Many African leaders are power-manic. They can’t survive without clinching to power as long as possible by any means, like a change in then constitution allowing them to indefinitely stay in power or by vote rigging or intimidating and imprisoning their political opponents. It’s only pressure from the West that makes them bow to make token changes. But at heart the leadership remains in the hand s of the very few.
Africa has historical figure like Nelson Mandela who set the example to other African leaders that remaining in high esteem isn’t to stay in power until asked to leave by popular anger and a coup. Perhaps African leaders should learn from sports champions who leave the fields when they’re still at their apogee and not till they’re completely run out. For Mugabe, he saw his star ascending from the days of struggle against white rule until becoming president. But his intransigent policies and the desire to remain in power, for ever, blemished his image in the eyes of the majority of his countrymen. Had he stepped down before letting his country fall into complete economic chaos, he would now be seen as Zimbabwe’s wise man. Like Nelson Mandela he could have his statue erected in a famous London square or museum.

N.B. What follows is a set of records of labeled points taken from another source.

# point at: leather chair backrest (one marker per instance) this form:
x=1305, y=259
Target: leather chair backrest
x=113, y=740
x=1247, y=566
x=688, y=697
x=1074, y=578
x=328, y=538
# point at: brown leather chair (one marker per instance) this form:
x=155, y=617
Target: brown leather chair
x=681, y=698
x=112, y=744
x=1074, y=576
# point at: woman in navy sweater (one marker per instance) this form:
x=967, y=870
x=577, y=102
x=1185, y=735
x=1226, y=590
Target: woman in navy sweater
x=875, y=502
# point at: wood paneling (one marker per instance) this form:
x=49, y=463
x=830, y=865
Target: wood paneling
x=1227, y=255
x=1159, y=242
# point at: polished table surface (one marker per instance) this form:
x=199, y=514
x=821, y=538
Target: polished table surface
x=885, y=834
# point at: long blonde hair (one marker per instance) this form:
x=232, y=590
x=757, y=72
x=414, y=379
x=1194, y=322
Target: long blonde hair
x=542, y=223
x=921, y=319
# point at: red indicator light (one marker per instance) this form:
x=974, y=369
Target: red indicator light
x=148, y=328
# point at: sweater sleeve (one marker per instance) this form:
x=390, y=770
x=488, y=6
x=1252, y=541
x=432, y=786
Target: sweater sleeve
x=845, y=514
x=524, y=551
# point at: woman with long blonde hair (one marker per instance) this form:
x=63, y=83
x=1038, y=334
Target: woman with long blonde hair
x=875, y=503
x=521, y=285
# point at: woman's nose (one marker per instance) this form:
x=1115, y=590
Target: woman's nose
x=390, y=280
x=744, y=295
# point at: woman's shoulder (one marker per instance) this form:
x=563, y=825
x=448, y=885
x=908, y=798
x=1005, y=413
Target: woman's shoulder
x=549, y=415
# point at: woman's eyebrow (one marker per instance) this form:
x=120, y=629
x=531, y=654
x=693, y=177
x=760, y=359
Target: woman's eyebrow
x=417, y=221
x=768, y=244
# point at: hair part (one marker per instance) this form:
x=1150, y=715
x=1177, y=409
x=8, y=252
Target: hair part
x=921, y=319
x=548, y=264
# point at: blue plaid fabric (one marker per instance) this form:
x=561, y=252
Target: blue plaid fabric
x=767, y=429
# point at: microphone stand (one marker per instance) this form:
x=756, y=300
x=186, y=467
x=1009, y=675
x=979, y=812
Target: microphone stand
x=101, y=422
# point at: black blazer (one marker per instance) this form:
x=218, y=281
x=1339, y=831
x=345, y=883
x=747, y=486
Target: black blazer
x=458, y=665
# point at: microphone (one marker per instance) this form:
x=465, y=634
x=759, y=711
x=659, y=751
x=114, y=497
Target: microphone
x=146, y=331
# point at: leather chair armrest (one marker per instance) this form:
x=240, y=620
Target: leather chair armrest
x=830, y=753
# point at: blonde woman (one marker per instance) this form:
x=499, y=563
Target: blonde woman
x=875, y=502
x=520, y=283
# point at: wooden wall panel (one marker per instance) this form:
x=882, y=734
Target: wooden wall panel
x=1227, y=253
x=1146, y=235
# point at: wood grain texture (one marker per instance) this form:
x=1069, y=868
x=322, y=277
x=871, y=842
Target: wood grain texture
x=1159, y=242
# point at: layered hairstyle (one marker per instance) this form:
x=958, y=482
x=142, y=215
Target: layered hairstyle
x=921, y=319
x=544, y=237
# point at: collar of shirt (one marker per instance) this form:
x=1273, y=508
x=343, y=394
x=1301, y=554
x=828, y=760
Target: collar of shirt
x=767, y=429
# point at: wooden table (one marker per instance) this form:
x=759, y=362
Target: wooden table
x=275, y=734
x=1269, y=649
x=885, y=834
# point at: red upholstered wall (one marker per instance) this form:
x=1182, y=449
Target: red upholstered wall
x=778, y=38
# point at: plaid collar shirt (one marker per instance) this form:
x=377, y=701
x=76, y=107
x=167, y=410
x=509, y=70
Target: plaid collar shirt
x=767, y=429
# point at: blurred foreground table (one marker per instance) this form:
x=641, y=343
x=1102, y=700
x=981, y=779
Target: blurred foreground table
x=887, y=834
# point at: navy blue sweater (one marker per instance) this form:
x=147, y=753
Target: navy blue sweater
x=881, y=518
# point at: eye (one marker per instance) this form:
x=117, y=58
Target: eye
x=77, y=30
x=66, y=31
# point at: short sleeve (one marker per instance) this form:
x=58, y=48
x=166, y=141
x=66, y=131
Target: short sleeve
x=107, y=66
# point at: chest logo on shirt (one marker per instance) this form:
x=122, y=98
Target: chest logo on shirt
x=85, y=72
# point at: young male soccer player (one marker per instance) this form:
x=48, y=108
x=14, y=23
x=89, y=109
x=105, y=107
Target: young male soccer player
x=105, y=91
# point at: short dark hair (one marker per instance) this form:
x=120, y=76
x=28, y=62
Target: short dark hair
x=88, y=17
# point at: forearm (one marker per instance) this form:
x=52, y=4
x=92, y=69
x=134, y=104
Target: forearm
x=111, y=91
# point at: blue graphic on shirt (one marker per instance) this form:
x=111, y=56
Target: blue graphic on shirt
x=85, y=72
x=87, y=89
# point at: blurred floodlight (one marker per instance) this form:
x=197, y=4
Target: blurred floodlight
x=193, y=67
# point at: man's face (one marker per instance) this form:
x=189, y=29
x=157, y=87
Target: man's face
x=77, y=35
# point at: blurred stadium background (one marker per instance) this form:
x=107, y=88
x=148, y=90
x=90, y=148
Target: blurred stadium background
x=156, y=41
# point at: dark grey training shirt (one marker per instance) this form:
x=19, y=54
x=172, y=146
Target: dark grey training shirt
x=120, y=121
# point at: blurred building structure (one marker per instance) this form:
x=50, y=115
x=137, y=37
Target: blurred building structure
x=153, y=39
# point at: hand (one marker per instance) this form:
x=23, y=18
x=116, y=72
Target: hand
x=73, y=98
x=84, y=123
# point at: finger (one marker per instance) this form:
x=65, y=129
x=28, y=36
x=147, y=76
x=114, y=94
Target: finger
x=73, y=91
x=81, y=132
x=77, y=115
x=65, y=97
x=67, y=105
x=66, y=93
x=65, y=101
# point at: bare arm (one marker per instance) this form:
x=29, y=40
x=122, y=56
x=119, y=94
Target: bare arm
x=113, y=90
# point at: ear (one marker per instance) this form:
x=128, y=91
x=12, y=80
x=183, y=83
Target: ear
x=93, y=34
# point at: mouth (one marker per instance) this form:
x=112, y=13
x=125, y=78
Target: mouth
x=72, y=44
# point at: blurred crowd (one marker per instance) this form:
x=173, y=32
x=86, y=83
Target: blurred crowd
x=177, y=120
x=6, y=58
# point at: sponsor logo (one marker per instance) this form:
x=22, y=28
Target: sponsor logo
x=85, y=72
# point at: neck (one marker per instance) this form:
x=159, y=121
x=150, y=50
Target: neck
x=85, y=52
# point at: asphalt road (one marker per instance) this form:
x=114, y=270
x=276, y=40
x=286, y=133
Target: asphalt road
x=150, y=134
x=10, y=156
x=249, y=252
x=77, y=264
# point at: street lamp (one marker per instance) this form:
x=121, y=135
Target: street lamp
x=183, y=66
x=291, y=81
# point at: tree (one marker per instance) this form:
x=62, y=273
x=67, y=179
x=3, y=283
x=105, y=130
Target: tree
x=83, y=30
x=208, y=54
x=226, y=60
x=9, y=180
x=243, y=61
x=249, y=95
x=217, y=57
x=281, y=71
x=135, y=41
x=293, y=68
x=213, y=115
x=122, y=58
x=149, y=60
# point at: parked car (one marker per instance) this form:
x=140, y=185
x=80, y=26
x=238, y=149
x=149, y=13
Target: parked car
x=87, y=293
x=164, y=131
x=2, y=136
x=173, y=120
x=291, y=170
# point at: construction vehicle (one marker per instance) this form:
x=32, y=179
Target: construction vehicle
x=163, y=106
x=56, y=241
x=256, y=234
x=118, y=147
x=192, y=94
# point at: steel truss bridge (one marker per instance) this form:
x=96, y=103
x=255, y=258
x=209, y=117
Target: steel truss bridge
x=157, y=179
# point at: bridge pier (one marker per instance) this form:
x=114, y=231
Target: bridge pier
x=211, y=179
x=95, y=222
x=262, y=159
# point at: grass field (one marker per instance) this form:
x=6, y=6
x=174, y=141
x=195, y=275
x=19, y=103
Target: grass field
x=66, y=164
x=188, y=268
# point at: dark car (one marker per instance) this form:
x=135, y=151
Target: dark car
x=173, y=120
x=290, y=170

But as power corrupts , many African leaders are ready to sacrifice the future of their countries as long as they can secure their own future. When democracy becomes a real fact in Africa, elections in them won’t be an occasion for the world to follow them with irony and regret as it happened in Kenya. Perhaps, African politicians should learn how to make fair and free elections a reality. The losers should be the first to announce their defeat and to congratulate their opponents. When politicians go publicly against each other after the elections, it’s no wonder if their supporters bloodily clash in the streets.
African politicians must know that preserving the independence of their countries comes through making sacrifices for them. Intransigence on all sides will keep the continent the poorest in the world, not because it lacks riches, but simply because it lacks politicians with rich ideas to make its multiple miseries a matter of the past.